La pellicola ripercorre per episodi il burrascoso rapporto con Gauguin (un’amicizia viscerale e disfunzionale finita con Van Gogh che si taglia un orecchio per farne dono all’amico partito per l’Oriente), quello con l’amorevole fratello Theo, i conflitti con gli abitanti di Arles, la solitudine, il rapporto con la natura e il divino, fino al misterioso colpo di pistola che gli tolto la vita a soli 37 anni.
Il regista, pur attingendo da lettere e biografie, non rimane incastrato nel tranello della pedissequa narrazione, si prende la libertà di immaginare situazioni nuove, inedite ma verosimili, in cui il pittore avrebbe potuto trovarsi durante la sua ricerca artistica per cercare di dar vita alla consapevolezza del pittore olandese per il valore e il significato della propria arte, donandogli una scintilla di inaspettato profetismo: «Maybe God made me a painter for people who aren’t born yet» dice il Van Gogh di Schnabel durante il colloquio con un prete dell’istituto psichiatrico di Saint-Remy che disprezza la sua opera (Mads Mikkelsen).Si rincorrono, nella messa in scena di Schnabel, gli echi di grandi registi del passato, da Bresson a Rohmer, dando vita a veri e propri momenti rivelatori sull’interiorità e sulla poetica di Vincent van Gogh, dominato dall’infinito che si manifesta attraverso la natura. Il vento, per esempio, è una presenza costante, insegue il pittore in ogni spostamento, gli parla, lo ispira, lo perseguita, lo culla. Il pittore olandese difatti, impossibilitato a integrarsi nella società riesce a immergersi con più facilità nella natura, che diventa protagonista della sua opera, trasfigurata anche grazie alla lezione sul colore dei grandi maestri a cui guarda Van Gogh con ammirazione e riverenza nelle gallerie del Louvre: Delacroix, Veronese, Frans Hals e Velázquez.
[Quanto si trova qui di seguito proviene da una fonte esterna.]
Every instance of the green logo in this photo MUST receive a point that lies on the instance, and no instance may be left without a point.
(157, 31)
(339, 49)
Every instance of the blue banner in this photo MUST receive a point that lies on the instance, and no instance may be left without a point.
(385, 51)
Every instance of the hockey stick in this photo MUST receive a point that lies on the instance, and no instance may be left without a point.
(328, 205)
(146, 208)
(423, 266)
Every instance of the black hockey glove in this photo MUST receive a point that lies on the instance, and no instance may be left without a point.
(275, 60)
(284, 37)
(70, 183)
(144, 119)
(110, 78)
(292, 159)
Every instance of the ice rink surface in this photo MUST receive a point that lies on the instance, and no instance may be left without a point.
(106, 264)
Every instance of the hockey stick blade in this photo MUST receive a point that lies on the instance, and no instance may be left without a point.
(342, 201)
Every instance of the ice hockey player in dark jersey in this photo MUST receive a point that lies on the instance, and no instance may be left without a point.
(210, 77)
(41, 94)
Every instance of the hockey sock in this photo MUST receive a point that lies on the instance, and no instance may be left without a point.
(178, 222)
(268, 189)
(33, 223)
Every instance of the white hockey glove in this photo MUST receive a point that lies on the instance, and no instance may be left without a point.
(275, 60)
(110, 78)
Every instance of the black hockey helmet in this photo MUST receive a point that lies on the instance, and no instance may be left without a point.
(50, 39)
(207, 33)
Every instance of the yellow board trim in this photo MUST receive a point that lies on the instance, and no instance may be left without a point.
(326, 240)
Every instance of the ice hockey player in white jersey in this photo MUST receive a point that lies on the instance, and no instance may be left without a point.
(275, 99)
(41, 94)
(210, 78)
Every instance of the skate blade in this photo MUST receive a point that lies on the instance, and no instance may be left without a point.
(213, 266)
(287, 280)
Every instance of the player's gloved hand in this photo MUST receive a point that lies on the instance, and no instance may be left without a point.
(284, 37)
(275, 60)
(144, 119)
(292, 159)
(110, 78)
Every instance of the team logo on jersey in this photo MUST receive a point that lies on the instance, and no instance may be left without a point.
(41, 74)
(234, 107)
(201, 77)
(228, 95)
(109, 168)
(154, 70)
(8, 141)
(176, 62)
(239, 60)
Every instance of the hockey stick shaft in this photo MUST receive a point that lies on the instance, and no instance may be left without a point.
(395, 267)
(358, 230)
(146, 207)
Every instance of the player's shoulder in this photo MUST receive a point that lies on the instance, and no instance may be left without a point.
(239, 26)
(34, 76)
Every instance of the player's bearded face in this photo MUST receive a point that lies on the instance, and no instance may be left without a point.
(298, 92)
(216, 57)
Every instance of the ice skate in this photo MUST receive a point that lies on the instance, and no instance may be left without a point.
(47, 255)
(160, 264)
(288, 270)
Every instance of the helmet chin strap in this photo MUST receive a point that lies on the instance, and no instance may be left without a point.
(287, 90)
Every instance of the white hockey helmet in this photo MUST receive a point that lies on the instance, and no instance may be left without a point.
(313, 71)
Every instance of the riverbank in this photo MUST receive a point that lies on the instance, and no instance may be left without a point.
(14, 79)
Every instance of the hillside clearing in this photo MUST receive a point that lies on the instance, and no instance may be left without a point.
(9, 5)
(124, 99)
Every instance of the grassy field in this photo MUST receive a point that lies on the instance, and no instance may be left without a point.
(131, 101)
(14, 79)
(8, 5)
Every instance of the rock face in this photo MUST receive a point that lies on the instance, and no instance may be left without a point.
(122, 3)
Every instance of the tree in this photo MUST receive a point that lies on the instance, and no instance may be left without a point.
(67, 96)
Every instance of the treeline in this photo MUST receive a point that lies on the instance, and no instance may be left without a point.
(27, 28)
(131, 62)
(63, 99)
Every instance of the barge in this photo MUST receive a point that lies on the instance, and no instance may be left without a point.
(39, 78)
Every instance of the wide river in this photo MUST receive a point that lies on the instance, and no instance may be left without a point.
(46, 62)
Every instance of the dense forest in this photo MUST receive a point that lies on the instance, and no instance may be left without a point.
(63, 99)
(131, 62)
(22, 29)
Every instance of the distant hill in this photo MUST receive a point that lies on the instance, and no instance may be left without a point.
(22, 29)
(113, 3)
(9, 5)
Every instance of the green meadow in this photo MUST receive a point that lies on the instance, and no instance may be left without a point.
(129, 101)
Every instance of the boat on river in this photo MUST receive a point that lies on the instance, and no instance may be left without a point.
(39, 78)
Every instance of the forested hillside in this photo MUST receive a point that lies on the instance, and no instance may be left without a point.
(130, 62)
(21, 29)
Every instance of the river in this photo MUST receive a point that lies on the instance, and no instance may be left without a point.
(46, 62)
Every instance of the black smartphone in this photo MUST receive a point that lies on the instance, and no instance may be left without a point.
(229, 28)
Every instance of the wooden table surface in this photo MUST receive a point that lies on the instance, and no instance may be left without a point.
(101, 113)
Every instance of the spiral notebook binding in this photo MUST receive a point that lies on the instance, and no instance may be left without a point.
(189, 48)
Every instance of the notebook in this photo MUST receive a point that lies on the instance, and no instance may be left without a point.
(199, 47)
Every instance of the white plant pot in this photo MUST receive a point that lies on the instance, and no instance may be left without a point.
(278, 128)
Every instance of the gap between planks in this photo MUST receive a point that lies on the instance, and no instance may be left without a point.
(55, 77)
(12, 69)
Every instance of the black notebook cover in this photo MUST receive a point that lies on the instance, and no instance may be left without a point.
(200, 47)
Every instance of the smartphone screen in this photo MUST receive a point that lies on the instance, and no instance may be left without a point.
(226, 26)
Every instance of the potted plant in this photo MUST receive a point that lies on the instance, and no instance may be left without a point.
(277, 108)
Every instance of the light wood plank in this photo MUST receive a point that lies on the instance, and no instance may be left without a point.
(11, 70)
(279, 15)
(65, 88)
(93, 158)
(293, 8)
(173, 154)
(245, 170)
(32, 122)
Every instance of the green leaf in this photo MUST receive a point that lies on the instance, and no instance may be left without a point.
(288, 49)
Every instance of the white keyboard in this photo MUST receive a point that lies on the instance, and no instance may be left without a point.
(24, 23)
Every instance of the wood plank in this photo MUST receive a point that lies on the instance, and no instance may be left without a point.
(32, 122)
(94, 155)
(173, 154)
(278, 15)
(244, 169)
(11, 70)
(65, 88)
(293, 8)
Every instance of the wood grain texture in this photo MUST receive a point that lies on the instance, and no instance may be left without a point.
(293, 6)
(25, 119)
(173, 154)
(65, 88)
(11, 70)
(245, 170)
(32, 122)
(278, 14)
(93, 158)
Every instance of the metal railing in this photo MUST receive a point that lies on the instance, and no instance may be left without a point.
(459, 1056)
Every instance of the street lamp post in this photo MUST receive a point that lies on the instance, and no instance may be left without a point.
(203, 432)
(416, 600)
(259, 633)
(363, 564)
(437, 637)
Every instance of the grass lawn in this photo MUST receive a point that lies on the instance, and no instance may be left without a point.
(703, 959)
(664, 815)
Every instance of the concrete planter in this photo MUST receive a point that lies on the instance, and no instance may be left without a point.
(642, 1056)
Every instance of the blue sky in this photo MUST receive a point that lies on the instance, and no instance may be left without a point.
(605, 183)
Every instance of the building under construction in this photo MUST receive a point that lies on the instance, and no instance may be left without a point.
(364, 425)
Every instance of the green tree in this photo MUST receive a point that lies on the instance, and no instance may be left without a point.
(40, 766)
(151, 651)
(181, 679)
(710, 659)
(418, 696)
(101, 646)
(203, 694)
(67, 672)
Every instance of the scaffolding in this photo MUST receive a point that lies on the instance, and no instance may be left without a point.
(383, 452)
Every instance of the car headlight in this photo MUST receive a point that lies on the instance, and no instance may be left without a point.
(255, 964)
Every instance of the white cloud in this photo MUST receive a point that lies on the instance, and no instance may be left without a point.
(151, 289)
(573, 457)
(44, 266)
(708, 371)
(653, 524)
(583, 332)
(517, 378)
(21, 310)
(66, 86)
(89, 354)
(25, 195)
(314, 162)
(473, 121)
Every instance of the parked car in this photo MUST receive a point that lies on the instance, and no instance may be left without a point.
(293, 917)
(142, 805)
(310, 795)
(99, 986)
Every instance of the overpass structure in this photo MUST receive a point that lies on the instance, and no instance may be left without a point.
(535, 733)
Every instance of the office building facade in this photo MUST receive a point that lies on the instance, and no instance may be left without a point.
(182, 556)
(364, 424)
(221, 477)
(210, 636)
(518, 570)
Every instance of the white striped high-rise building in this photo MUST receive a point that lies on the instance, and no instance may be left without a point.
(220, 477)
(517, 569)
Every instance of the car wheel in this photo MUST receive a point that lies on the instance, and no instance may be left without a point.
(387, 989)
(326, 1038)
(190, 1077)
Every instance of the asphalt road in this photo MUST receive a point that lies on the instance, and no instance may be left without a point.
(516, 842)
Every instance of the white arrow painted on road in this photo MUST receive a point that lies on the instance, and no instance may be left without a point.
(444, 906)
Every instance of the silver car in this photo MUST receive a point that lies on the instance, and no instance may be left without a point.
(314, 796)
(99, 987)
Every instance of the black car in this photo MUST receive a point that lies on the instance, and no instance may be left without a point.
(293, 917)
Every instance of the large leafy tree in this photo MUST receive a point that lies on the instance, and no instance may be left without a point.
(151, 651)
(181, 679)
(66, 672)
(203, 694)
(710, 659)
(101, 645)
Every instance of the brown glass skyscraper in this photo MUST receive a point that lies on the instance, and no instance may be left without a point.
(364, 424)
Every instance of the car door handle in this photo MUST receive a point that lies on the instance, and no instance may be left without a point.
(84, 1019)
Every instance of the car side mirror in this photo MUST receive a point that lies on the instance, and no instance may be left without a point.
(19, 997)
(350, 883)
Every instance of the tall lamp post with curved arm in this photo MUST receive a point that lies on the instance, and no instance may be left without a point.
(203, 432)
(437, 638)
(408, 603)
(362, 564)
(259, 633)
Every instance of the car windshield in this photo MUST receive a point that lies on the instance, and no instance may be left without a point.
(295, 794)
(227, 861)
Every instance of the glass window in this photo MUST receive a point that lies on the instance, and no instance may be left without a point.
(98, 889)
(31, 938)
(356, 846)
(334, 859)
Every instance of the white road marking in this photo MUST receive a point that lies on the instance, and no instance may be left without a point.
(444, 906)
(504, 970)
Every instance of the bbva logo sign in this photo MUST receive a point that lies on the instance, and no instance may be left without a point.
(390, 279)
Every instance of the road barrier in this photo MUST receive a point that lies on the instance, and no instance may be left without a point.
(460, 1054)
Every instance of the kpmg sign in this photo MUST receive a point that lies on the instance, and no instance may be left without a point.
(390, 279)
Van Gogh affronta l’impossibilità di raffrontarsi con l’eternità attraverso la pittura. I fiori sono destinati a sfiorire, le persone a morire, ma quadri e ritratti relegano i soggetti nella possibilità dell’eterno, trasfigurando la loro stessa natura mortale. L’arte può così superare la morte, nell’atto stesso della creazione.
Quello di Schnabel è uno sguardo acuto, profondo. Ha un approccio intellettuale, ma mai sterile, riesce ad essere emotivo senza nemmeno avvicinarsi al pietismo tanto amato da diversi suoi colleghi registi. In questo si è dimostrato perfetto Willem Dafoe, con una performance tanto intensa quanto scarna. Non ci sono “scene madri” o concessioni alla spettacolarizzazione del dolore (spoiler: niente messa in scena del taglio dell’orecchio, se ne parla a fondo, ma nulla si vede) e Dafoe riesce a entrare nel tormento di Vincent e a restituirlo con il corpo e, soprattutto, con gli occhi.
Più che un biopic il film di Schnabel è una ricognizione sulla complessità della creazione, mette in rilievo tramite l’amicizia con Gauguin la diversità dell’approccio alla pittura dei due artistici. Gauguin dipinge attingendo ai ricordi, ai sogni, alle visioni, restituendoli su tela come dato tangibile, per quanto ambiguo. Van Gogh dipinge partendo dalla realtà della natura che lo circonda, imprimendo su tela un arazzo materico di visioni sfuggenti, usa l’interiorità come filtro per interpretare il reale, per addomesticarlo.
Van Gogh – Sulla soglia dell’eternità è, in maniera quasi miracolosa, un film cerebrale e istintivo che anela a rispondere a una domanda precisa: come ci si può sentire di fronte alla vastità dell’eterno? Perduti.